Perhaps you can recall a gentler time, when you might have gone to your local big box bookstore and preordered the upcoming installment of Harry Potter with the intention of attending a release party in costume. You would end the night with a belly full of Frappuccino and a new book in your hands. Back in those days, a book preorder was done in person at the register. But we live in a very different time now, and authors and publishers alike sound the alarm for book preorders months before the release date on Instagram, Twitter, their websites, and in newsletters. Which made me wonder, what are preorders and why do they matter?
I’ve written about books for the past five years, on and off for Book Riot and elsewhere. If I ask this question, I assume other readers do too. So I took the deep dive to find the answers.
Now, for this part, the answer is intuitive: this is the process by which you order a book before its publication date. This can be done in person at a bookstore, or online (which is most common).
Why should we, as readers, care about preorders? Is it just publishing number games?
Well, kind of, but we do benefit.
Readers are more interactive than ever with the publishing industry, from conferences like BookCon to social media interaction with authors and publishers. I myself have been known to
demand suggest next books in a series on Twitter. But even though I can @ Alisha Rai on Twitter to make those requests, it can still feel like Publishing is a Big Business that doesn’t hear us.
But they do hear sales. When you preorder a book, it’s a clear message to the publisher that there is demand for that author’s work, that series, and those characters. To an even greater degree, however, preorders can send a message that has political resonance. When preorders go up for books that support trans visibility, queer characters, racial diversity, and representation, it forces publishers to assess the market thusly. There was a point in the past few years when diversity in publishing was waved off as not being something readers cared about. But one surefire way to show what we care about is through book preorders.

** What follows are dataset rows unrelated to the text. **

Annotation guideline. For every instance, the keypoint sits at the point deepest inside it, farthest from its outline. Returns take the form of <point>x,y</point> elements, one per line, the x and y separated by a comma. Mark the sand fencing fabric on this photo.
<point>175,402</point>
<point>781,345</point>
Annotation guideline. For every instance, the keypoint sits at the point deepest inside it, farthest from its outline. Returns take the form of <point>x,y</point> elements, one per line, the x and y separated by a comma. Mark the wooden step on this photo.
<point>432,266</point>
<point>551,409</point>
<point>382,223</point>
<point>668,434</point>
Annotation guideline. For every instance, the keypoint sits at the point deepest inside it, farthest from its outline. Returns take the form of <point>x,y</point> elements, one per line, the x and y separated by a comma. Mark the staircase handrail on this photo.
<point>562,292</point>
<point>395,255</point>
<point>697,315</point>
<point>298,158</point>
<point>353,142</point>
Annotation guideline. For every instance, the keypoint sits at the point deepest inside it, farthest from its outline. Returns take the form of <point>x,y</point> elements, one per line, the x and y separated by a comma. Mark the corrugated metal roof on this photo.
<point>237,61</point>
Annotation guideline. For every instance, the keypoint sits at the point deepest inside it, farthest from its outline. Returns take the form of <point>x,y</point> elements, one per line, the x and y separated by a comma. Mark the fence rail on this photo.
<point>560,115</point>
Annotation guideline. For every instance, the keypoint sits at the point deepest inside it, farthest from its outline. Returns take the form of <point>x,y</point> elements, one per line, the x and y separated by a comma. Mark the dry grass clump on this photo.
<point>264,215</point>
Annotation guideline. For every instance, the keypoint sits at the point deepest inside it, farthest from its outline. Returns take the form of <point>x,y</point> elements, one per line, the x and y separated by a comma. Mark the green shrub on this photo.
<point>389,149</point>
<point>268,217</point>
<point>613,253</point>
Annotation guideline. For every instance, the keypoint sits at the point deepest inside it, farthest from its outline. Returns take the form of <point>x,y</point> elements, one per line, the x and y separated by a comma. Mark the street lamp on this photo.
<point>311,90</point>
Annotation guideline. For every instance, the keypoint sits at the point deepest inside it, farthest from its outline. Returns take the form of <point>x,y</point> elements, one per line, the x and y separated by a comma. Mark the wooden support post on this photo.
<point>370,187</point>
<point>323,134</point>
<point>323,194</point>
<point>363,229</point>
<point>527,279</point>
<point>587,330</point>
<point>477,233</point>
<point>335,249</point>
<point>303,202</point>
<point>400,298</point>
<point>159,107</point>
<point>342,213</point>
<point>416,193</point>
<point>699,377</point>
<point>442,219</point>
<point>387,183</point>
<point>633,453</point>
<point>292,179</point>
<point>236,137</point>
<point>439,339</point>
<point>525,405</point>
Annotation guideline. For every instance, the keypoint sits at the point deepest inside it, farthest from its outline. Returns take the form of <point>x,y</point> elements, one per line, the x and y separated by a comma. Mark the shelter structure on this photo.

That author you love who you’ve been reading forever? They rely on your preorders. That friend of yours who finally got a book picked up by a small press? They desperately need your preorders. Debut authors especially need a solid showing in book preorders to prove to the publisher that they have a place in the market. And an author’s best first shot at landing on one of the big bestseller lists is in that first week of sales, a number that’s bolstered by preorders.
When I asked this question on Twitter, one user pointed out that for authors who are self-published, preorders can make a difference in boosting their ranking on Amazon come publishing day. When the ranking is high, then searches are more likely to show that book towards the top of the list. Preorders can make the difference between a decent release day and a great one.
If you’re like me, you don’t have a big book purchasing budget. The idea of supporting authors sounds great, but we also have to buy groceries. This is where we turn to the good ol’ public library.
You can support authors via book preorders by suggesting your local library preorder the book and requesting it for checkout as soon as it becomes available. This achieves the same end—a copy of the book is still preordered and purchased—and also helps ensure that author’s presence in your library for readers in your community.
A book preorder is a simple concept, but the impact it can have, particularly for authors and readers, is anything but simple. We read, we love stories, and we engage with these worlds and characters. Book preorders can help ensure that process continues, and it gives you a voice in publishing. So whether it’s through your local bookstore, Amazon, or your public library, check out what’s releasing soon and consider preordering those books.